Infant to junior transfer is a separate step. Families should plan ahead for Year 3, because progression to the junior school is not automatic and requires a further application through the local authority process.
After school cover relies on external options. Breakfast club is clearly set out, but later childcare is described via community providers rather than an on site after school club run directly by the school.
Evidence looks different at this age.

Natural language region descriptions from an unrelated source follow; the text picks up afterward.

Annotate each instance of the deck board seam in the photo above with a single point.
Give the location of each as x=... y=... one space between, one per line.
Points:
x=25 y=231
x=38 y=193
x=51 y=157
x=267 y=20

You are choosing on culture, teaching quality, and early reading and maths foundations, not public exam measures, so visits and conversations about curriculum delivery matter more than headline tables.
This is a high performing infant school in inspection terms, with an obvious focus on early reading, consistent routines, and age appropriate responsibility systems that build confidence and social awareness. The strongest fit is for families who want clear structures, a phonics led start to literacy, and a school that treats personal development as something pupils practise daily through real roles. Admission is the key hurdle, so families should approach the application process strategically and keep realistic alternatives in mind.
For the evidence that matters most at infant stage, the picture is strong. The April 2025 inspection graded Outstanding across all judgement areas, including quality of education and early years provision. The day structure also shows consistent time allocated to phonics, core learning, and review routines.
Applications are made through North Lincolnshire Council’s coordinated admissions process. For September 2026 entry, the published deadline is 15 January 2026, with offers issued on 16 April 2026.
Yes, the latest admissions snapshot shows more applications than offers for the main intake route, 169 applications for 70 offers. That pattern typically means families should think carefully about ranked preferences and have a practical backup plan.
The school day runs from 08:40 registration to 15:20 home time. Little Acorns Breakfast Club operates 07:45 to 08:45, with published session charges and booking expectations.
As a state school, there are no tuition fees. Families may still want to budget for typical extras such as uniform, trips, and any paid wraparound options like breakfast club sessions.